Apatía ciudadana y desgaste de un envilecido sistema de partidos
Como hemos mencionado hay una extendida apatía ciudadana, y a su vez existe una fuerte y extendida tendencia en EEUU hacia la independencia política respecto a los dos partidos establecidos cuya credibilidad y hegemonía se ha debilitado de manera notable.
Amplias capas de la población no se ven realmente representadas por esos partidos, que son parte de un sistema corrupto diseñado para limitar las opciones a aquellas aceptables para las élites corporativas.
Está muy extendido el rechazo hacia las élites y en particular hacia los políticos que se eternizan en Washington. En consecuencia, en comicios electorales realizados sobre todo en los últimos cincuenta años, los votantes han mostrado una marcada tendencia a favorecer las caras nuevas.
Las maquinarias de ambos partidos establecidos han venido logrando el frágil respaldo electoral de un número significativo de norteamericanos, en parte y en muchos casos (y en particular por los republicanos), debido a los profundos tabúes de la historia del país, a la manipulaciones de sus miedos y fracturas sociales, incluyendo en primer lugar del profundo y extendido racismo.
La caída en la asistencia a las urnas durante los últimos 50 años se hace más de notar pues en ese periodo y hasta la actualidad ha habido un notable aumento de los medios de difusión y del dinero empleado en propaganda y para la movilización del electorado.

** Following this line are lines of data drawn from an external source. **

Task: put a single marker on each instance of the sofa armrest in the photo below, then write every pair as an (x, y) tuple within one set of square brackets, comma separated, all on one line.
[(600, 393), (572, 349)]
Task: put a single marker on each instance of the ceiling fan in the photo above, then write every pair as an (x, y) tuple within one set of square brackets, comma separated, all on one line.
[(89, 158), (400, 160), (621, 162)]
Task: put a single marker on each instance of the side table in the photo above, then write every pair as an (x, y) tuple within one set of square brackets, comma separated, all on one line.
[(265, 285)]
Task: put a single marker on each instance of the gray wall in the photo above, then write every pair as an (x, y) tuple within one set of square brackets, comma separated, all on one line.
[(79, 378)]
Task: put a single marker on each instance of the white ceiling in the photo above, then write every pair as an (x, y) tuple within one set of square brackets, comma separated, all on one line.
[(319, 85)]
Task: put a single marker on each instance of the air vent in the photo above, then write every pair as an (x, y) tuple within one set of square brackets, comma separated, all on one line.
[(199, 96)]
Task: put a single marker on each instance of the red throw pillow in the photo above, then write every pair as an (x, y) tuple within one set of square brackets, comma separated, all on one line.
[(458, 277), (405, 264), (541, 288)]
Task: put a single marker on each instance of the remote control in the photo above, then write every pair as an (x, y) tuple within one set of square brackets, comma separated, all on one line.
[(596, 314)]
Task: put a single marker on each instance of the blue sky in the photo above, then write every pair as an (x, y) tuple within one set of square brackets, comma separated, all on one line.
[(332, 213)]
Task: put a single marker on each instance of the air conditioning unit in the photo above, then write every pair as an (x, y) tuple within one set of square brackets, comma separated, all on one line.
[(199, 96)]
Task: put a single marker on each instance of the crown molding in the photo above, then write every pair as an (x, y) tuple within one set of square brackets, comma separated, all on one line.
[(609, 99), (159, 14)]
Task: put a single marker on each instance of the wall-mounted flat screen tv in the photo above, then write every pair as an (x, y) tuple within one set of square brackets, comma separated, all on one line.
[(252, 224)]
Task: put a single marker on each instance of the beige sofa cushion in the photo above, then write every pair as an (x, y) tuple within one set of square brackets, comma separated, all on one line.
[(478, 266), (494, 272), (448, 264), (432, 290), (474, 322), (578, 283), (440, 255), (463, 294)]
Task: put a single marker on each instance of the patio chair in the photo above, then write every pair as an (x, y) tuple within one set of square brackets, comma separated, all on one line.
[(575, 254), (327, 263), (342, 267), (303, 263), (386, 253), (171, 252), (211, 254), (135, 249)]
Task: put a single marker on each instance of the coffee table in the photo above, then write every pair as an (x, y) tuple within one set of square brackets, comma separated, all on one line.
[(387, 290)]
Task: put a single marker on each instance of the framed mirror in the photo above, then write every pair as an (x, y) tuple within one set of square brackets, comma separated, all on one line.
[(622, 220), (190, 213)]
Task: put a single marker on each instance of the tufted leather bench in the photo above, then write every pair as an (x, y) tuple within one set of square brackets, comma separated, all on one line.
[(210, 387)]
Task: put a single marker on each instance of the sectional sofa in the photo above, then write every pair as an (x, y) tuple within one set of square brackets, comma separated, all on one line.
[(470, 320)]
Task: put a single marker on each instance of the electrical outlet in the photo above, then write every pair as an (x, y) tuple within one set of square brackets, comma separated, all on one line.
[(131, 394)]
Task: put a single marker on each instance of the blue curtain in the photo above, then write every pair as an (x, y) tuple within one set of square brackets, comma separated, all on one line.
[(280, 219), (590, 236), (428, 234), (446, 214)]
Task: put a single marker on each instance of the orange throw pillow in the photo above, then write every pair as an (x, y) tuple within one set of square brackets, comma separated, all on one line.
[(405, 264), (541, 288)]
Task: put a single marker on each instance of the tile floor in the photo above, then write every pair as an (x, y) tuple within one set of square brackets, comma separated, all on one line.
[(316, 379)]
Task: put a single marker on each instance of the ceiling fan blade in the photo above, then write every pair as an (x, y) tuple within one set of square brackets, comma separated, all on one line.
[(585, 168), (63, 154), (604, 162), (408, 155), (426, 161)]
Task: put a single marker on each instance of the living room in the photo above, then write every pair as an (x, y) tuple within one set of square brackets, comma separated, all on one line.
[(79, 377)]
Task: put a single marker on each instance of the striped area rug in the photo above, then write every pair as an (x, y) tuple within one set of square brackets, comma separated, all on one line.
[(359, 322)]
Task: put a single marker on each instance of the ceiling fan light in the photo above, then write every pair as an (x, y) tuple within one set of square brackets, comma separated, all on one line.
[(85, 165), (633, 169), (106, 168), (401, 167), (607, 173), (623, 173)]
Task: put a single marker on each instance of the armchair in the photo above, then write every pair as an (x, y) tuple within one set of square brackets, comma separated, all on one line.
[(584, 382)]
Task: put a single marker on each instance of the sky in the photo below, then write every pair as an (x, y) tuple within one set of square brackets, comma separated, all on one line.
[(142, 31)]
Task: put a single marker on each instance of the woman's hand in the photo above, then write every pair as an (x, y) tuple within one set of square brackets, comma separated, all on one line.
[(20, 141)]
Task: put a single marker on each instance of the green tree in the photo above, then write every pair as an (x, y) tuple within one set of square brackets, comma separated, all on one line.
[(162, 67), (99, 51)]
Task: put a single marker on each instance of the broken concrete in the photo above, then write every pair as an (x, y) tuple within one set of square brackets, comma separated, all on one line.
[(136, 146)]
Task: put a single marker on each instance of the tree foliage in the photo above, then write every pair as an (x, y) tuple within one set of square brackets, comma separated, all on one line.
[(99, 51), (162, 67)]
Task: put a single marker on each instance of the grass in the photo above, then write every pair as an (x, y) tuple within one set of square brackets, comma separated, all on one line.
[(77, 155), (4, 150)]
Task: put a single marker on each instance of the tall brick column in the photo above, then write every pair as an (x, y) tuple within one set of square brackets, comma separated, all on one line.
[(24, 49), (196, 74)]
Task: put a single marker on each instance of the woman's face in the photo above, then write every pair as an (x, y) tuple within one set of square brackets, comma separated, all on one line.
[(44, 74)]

Una parte considerable de quienes se abstienen de concurrir lo hacen por apatía y falta de confianza en el gobierno, por rechazo al sistema de partidos y por no creer que en ese contexto su voto hará alguna diferencia en sus vidas. Se calcula que para alrededor del 15% es una forma de protesta.
En las elecciones presidenciales, que son las más concurridas, se abstiene de votar aproximadamente casi la mitad de los electores y, como ya señalábamos, una buena parte de los que concurren a las urnas lo hacen por ciertos temores que los llevan a votar por “el menos malo” entre dos candidatos que, por lo general, poco les resultan de su agrado. Solo algo menos del 20% de los jóvenes ejerce su derecho al voto.
Es realmente una situación desoladora, aunque hasta el momento ese duopolio partidista les sirve, les otorga capacidad de veto a las minorías enriquecidas, constriñe el discurso público y contribuye a legitimar los privilegios de clase. Y decimos hasta el momento, pues desde hace años hay claros signos del marcado desgaste de ese depravado y envilecido sistema de partidos.